In the way that sometimes happens when you read as much as I, the author fell off my radar screen until recently, when I learned about the intriguingly titled My Name is Resolute. I won’t kid you; it had a really slow start for me. I drudgingly made my way through nearly 100 pages before the story caught me and didn’t let me go. If you read this book, you will likely ask yourself how on earth it couldn’t capture me from the get-go, and I don’t have a good answer.
The story is filled to the brim with interesting characters and every kind of adventure that you could possibly imagine – Indians, pirates, pioneers, Scottish highlanders, good people, bad people, and soldiers from both sides of the Revolutionary War.
In 1729, 10-year-old Resolute Talbot, her sister Patience and her brother Andrew are kidnapped by pirates from their home in Jamaica.
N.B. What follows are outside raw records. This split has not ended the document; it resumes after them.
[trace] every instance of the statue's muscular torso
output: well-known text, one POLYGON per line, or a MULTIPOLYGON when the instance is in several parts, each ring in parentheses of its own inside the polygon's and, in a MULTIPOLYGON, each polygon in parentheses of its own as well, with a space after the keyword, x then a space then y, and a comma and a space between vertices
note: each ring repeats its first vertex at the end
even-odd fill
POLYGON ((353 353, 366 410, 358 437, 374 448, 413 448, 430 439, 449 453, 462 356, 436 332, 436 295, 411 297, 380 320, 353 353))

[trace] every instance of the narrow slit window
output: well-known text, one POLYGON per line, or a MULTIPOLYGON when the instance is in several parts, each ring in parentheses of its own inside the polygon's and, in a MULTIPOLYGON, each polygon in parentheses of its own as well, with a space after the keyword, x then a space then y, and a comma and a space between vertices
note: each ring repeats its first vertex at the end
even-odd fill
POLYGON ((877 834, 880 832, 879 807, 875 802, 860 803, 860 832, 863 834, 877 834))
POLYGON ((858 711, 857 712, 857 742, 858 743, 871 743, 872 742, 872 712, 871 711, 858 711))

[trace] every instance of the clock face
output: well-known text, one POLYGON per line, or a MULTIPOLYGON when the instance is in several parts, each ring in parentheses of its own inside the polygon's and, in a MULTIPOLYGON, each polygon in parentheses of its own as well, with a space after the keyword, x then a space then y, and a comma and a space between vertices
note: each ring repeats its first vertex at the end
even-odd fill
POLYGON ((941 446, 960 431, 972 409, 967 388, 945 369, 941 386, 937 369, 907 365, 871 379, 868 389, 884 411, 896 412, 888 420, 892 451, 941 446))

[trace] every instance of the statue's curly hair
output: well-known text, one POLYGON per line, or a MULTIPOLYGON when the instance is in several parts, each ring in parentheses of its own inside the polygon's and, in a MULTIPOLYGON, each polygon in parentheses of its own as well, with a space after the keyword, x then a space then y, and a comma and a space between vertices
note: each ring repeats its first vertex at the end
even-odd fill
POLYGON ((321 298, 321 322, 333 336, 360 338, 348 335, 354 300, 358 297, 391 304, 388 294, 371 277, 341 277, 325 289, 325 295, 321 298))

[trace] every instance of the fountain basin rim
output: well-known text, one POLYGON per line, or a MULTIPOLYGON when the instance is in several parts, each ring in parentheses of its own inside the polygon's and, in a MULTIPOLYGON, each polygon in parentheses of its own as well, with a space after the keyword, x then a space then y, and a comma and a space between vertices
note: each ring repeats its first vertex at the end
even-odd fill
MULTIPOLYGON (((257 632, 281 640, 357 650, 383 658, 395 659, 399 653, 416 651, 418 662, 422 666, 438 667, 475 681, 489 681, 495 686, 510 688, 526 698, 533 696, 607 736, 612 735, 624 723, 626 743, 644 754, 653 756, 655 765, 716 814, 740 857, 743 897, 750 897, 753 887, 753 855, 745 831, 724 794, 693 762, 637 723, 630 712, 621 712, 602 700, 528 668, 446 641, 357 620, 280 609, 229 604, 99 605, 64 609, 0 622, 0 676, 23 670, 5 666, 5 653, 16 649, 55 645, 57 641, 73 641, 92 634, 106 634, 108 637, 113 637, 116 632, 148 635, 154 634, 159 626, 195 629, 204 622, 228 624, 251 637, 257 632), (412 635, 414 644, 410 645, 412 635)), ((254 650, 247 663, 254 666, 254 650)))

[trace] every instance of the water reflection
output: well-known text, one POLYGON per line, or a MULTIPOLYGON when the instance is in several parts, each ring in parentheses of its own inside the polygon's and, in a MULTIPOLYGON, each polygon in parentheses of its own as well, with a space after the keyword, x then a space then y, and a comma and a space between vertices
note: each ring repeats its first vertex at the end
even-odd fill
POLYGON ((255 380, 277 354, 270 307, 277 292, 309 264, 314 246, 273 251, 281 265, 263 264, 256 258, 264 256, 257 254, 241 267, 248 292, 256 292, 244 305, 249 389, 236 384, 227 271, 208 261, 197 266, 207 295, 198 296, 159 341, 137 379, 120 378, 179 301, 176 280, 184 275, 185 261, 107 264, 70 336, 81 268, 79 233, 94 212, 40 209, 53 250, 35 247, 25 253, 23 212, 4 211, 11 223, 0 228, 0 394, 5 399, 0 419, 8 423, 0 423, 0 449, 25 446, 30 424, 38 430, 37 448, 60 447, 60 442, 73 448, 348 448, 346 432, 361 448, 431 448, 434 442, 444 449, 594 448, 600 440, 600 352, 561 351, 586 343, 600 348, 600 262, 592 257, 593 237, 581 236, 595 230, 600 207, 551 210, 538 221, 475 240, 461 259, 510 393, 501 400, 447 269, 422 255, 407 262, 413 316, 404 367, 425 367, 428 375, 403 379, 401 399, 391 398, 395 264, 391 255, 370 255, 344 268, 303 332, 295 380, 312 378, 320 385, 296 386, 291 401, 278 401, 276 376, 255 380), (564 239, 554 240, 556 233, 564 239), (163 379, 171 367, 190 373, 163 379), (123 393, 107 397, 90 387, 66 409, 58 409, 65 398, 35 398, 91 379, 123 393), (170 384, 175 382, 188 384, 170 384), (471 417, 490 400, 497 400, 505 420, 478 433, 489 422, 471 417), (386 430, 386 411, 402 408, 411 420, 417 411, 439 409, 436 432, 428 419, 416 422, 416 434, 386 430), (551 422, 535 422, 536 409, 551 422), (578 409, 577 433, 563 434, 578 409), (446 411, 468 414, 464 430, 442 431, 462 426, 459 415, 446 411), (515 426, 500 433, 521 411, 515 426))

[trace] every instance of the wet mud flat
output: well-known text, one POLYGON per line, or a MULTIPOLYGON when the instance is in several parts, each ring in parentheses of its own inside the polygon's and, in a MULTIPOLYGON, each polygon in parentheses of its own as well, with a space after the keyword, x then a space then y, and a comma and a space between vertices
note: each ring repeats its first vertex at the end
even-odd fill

Her parents are British nobility who relocated to that island. Their parents are killed in the attack, and the three begin their life of great hardship and sorrow – being kept as slaves — leading ultimately to adventure and excitement. They eventually land in the New World, first Montreal and eventually Lexington, Massachusetts.
My Name is Resolute is an epic novel full of swashbuckling adventures. Eventually, Resolute settles in Lexington, marries, raises a family, and plays an important role in the years before and during America’s War for Independence.
It’s perhaps somewhat tasteless to describe a novel as full of sadness as this as being fun, but it was, indeed, just that. Resolute is a character that I will long remember, as are the others. Strong-willed and self-sufficient, even as a young girl, the novel allows us to see her grow up to be a strong and independent woman. I loved seeing what the world was like during that period of time.
The author is a marvelous writer, and her words could have been written in the mid- to-late 1700s, they read so true to life.
It is a long book, so settle down for a lengthy adventure.